WASHINGTON, March 14 – The Senate today passed a two-year, $109-billion transportation funding bill that would provide $408 million for Vermont over the next two years. Sen. Bernie Sanders (I-Vt.), a member of the Senate Environment and Public Works Committee, helped write the bill that was approved by a vote of 74 to 22. “Anyone who drives around Vermont sees the need for transportation improvements,” Sanders said. “Given the infrastructure crisis facing our country, it is imperative that we get to work as soon as possible and this bill is a good start,” he said of the measure that now goes to the House.

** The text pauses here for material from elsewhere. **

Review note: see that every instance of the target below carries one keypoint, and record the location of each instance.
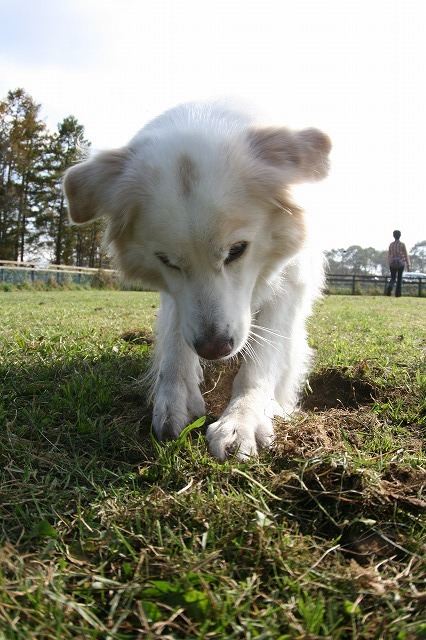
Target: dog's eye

The Senate-passed bill includes a Sanders amendment that allows a Federal Highway Administration emergency relief program to cover 100 percent of the cost of road repair in states recovering from extreme natural disasters. The provision could mean an estimated $20 million in additional funds for Vermont, where Tropical Storm Irene last August caused $185 million to $250 million in damage to roads and bridges.
Stressing the importance of a federal aid, Vermont Transportation Secretary Brian Searles has said that federal funds make up 80 percent of the budget for most road and bridge construction projects in Vermont.
The senator also said investments in roads and bridges are one of the most effective ways to create jobs. “It is estimated that this bill will save more than 1.8 million jobs nationwide in each of the next two years, and it will create a million new jobs through an expanded infrastructure-financing program. At a time when the construction industry is extremely depressed, this bill can put a lot of people back to work in Vermont and across the nation,” Sanders said.
In Vermont, about one-third of Vermont’s bridges are ‘structurally deficient or functionally obsolete,’ and 36 percent of the federal-aid roads need major
repairs. In fact, a national report recently ranked Vermont’s rural roads
the worst in the nation.
Nationwide, a greater investment in infrastructure also is needed. More than $2 trillion over five years is the minimum needed to get our roads, bridges, and transit to a “passable” condition, according to the American Society of Civil Engineers.